Yen falls as BOJ steps in to keep bond yields low

FILE PHOTO: Illustrative photo of a Japanese yen note
FILE PHOTO: A Japanese yen note is seen in this illustrative photo taken on June 1, 2017. REUTERS/Thomas White/Illustration

March 28, 2022

By Alun John and Kevin Buckland

HONG KONG/TOKYO (Reuters) – The Japanese yen slipped nearly 1% to a six-year low on Monday after the Bank of Japan intervened to prevent government bond yields from rising above its key target, while rising U.S. yields shrugged off the Dollar also pushed higher against other currencies.

The BOJ, which has repeatedly committed itself to loose monetary policy, made two offers on Monday to buy an unlimited amount of government bonds with maturities of more than five years and up to 10 years. The central bank wants to prevent rising global interest rates from driving up Japanese yields.

The dollar climbed about 0.95% to 123.25 yen, its highest since December 2015. It is up more than 7% in March so far, its biggest monthly gain in over five years.

“The market sees US-Japan monetary policy divergence as the key driver for dollar-yen, so contrary to the Fed’s hawkish statements of late, the (BoJ action) gives the impression that the BOJ remains dovish, and that leading to a higher dollar-yen,” said Shinichiro Kadota, senior currency strategist at Barclays in Tokyo.

“I think the risk is still on the upside in the near term, especially if this history of policy divergence remains intact. But the speed was quite high and it seems a little overheated. So if we see conflicting headlines, we might also see some correction,” he added.

The 10-year Treasury yield last stood at 2.5567%, its highest since May 2019, and rose 6.5 basis points on the day as traders brace for a series of aggressive Federal Reserve rate hikes.

The two-year return was 2.412%, the highest since April 2019, with those higher rates supporting the dollar. The greenback index rose 0.38% to 99.194 against a basket of key peers.

The euro fell 0.27% to $1.0950 and the pound sterling lost 0.36% to $1.3150.

“We expect the euro to remain heavy this week. Risk balance suggests that EUR/USD could test 1.0800 in the coming weeks,” CBA analysts said in a note.

Inflation figures from the major European economies and the euro zone are due out on Wednesday, which could also affect the direction of the euro.
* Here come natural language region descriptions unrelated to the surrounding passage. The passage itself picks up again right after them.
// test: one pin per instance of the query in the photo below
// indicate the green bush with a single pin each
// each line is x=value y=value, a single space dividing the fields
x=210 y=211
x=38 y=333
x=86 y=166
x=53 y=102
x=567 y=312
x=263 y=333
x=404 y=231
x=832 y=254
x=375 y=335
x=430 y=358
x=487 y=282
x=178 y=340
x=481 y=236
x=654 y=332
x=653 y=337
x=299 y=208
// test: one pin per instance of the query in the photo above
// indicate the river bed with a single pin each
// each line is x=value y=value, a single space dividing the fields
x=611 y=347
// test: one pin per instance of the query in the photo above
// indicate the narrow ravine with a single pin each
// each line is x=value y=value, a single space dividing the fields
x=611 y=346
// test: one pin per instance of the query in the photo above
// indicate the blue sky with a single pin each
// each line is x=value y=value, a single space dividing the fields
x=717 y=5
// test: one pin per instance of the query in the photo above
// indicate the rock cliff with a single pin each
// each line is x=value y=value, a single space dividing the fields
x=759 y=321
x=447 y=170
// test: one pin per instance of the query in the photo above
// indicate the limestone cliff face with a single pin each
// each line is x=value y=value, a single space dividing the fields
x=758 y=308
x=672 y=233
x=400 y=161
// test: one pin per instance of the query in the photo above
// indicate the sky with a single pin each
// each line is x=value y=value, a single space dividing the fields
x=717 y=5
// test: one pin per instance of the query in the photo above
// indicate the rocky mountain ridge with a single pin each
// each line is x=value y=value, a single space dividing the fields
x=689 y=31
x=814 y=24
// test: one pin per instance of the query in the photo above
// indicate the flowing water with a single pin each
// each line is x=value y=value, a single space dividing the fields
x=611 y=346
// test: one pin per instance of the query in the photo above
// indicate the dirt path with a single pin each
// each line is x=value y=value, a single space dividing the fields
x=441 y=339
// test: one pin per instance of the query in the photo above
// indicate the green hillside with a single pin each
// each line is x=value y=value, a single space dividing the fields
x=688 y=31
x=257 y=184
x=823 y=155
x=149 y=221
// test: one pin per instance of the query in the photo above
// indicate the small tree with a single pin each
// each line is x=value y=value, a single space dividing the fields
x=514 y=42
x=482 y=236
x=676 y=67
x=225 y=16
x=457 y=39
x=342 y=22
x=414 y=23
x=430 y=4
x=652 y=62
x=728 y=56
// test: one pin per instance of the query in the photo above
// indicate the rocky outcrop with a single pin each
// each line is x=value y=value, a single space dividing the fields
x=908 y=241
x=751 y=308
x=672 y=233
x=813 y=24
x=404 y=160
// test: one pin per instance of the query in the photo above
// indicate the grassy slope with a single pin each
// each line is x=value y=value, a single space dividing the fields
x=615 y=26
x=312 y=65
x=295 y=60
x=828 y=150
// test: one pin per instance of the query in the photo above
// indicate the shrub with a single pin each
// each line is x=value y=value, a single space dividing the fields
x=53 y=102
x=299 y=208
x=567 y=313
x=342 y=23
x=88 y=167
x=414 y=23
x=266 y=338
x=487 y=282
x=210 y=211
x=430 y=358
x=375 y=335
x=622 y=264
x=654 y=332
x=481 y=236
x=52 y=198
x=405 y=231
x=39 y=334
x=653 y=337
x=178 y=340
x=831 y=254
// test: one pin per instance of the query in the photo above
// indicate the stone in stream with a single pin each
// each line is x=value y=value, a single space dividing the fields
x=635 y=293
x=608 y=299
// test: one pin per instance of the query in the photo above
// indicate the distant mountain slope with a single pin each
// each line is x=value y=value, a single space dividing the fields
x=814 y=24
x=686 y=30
Also potentially boosting the dollar this week is US nonfarm payrolls data released on Friday, although given the market is already positioned for an aggressive pace of rate hikes this year, its impact may be muted, analysts say .
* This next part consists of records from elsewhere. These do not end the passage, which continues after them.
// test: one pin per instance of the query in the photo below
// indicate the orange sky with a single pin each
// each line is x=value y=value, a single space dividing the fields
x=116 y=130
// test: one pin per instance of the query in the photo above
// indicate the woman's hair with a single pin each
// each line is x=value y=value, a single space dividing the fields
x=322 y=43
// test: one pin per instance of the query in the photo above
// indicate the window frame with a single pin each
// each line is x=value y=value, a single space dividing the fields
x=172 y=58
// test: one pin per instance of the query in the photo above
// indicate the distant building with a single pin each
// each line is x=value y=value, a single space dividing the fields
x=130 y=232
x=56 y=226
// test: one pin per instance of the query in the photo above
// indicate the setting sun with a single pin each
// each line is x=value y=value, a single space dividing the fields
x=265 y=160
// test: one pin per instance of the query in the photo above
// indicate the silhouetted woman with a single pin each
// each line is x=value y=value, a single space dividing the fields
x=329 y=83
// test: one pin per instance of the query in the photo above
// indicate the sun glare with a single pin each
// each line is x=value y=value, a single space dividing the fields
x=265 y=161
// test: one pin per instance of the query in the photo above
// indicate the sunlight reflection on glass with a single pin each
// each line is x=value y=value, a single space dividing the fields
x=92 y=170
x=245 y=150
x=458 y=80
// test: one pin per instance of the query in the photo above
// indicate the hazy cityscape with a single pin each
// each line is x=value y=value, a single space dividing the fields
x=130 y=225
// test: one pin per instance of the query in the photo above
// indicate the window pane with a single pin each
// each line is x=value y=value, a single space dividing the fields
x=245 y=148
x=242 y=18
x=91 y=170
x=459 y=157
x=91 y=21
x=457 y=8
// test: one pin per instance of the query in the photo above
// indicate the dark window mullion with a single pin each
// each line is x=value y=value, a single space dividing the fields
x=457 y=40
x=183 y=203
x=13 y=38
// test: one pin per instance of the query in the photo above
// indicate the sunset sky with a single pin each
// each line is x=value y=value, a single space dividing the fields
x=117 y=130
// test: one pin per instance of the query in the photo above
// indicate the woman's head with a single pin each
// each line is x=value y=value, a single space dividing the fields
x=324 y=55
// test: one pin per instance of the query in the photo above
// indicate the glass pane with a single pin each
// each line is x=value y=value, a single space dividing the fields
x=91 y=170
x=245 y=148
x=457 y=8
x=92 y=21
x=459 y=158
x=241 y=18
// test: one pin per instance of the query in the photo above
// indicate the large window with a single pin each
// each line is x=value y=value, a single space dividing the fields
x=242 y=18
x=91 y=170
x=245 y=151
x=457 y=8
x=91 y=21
However, the Australian dollar bucked the trend, rallying as high as $0.7513 to hold near last week’s four-month high, helped on the day by rising Australian bond yields as well as the longer-term implications of higher commodity prices.

Australian currency watchers also look to Australia’s budget on Tuesday. Australia’s Treasurer said Sunday the budget would represent a very significant material improvement in the government’s bottom line.
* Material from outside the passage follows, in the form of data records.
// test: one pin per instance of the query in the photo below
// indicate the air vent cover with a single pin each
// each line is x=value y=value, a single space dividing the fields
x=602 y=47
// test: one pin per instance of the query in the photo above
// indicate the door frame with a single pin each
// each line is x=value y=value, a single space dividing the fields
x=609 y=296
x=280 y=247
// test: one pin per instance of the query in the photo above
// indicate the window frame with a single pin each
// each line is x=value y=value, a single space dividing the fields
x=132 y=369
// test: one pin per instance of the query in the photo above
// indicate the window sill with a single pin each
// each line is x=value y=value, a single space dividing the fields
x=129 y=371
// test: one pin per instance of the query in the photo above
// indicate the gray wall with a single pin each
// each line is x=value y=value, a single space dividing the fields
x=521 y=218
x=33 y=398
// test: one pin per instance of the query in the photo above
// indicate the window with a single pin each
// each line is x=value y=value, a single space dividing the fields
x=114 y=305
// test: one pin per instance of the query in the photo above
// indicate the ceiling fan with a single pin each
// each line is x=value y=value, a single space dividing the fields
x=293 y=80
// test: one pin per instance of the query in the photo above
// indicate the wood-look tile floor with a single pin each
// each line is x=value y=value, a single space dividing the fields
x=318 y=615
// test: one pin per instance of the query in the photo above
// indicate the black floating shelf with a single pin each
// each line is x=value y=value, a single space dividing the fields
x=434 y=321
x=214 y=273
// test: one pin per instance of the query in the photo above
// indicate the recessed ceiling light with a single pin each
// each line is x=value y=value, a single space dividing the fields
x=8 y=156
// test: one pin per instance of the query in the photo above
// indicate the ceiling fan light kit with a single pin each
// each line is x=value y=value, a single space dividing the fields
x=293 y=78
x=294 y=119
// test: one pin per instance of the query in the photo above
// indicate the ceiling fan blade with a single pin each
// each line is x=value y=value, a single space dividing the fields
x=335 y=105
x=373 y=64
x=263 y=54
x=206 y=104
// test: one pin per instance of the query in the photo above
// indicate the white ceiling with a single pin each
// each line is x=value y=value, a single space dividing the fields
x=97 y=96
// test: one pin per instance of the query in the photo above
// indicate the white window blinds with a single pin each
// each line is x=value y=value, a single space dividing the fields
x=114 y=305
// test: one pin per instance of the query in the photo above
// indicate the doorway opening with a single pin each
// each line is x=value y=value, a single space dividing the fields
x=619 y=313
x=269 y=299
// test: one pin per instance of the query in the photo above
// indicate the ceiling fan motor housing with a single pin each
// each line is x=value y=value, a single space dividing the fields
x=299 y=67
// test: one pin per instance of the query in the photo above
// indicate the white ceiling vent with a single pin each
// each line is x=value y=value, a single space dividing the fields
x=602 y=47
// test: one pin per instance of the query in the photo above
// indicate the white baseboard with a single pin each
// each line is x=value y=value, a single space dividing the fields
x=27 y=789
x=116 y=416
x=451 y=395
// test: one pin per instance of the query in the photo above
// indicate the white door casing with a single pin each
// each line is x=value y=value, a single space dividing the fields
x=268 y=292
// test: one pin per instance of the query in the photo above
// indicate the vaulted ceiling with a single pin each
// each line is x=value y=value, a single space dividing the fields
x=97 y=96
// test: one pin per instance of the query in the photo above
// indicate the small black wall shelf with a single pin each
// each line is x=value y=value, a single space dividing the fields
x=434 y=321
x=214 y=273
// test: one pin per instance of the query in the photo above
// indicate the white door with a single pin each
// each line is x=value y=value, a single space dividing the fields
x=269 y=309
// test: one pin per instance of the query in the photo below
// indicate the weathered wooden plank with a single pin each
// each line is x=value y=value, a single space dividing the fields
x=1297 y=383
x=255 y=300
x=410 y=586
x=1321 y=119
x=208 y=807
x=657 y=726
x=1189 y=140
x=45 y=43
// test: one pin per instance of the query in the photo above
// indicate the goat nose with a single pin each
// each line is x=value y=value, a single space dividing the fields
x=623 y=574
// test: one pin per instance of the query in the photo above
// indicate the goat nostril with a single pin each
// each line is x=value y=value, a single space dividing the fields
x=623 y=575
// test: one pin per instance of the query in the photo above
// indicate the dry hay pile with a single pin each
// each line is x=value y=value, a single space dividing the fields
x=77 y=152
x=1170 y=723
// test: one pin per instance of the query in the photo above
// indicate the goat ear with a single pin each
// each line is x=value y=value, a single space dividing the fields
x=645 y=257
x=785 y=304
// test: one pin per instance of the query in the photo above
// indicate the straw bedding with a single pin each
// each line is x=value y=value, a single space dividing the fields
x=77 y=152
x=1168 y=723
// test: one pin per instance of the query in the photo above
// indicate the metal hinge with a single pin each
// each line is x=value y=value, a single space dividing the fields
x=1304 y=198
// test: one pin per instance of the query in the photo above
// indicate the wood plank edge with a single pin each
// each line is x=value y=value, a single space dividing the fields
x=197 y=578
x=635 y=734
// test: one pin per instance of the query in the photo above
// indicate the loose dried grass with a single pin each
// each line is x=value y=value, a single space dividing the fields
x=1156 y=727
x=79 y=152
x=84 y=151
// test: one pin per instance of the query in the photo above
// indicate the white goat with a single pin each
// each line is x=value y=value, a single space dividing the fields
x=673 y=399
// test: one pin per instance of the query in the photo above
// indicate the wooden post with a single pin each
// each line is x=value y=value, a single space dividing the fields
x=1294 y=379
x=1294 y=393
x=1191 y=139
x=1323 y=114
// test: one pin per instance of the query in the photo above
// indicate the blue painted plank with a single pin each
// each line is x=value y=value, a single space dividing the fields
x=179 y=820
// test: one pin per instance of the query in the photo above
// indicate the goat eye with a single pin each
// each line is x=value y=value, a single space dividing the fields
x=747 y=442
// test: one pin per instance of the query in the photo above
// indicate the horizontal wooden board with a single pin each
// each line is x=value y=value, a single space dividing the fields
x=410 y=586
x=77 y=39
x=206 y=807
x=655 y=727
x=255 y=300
A potential headwind for the Aussie is the COVID-19 situation in China after Shanghai announced on Sunday it would lock down the city to conduct COVID-19 testing.

The dollar hit a two-week high of 6.3986 against the offshore yuan on Monday morning before rallying.

On the cryptocurrency markets, Bitcoin was doing fairly well at $46,900 after jumping as high as $47,766 in early trade, its highest since early January.

Ether, the second largest cryptocurrency in the world, was at $3,320.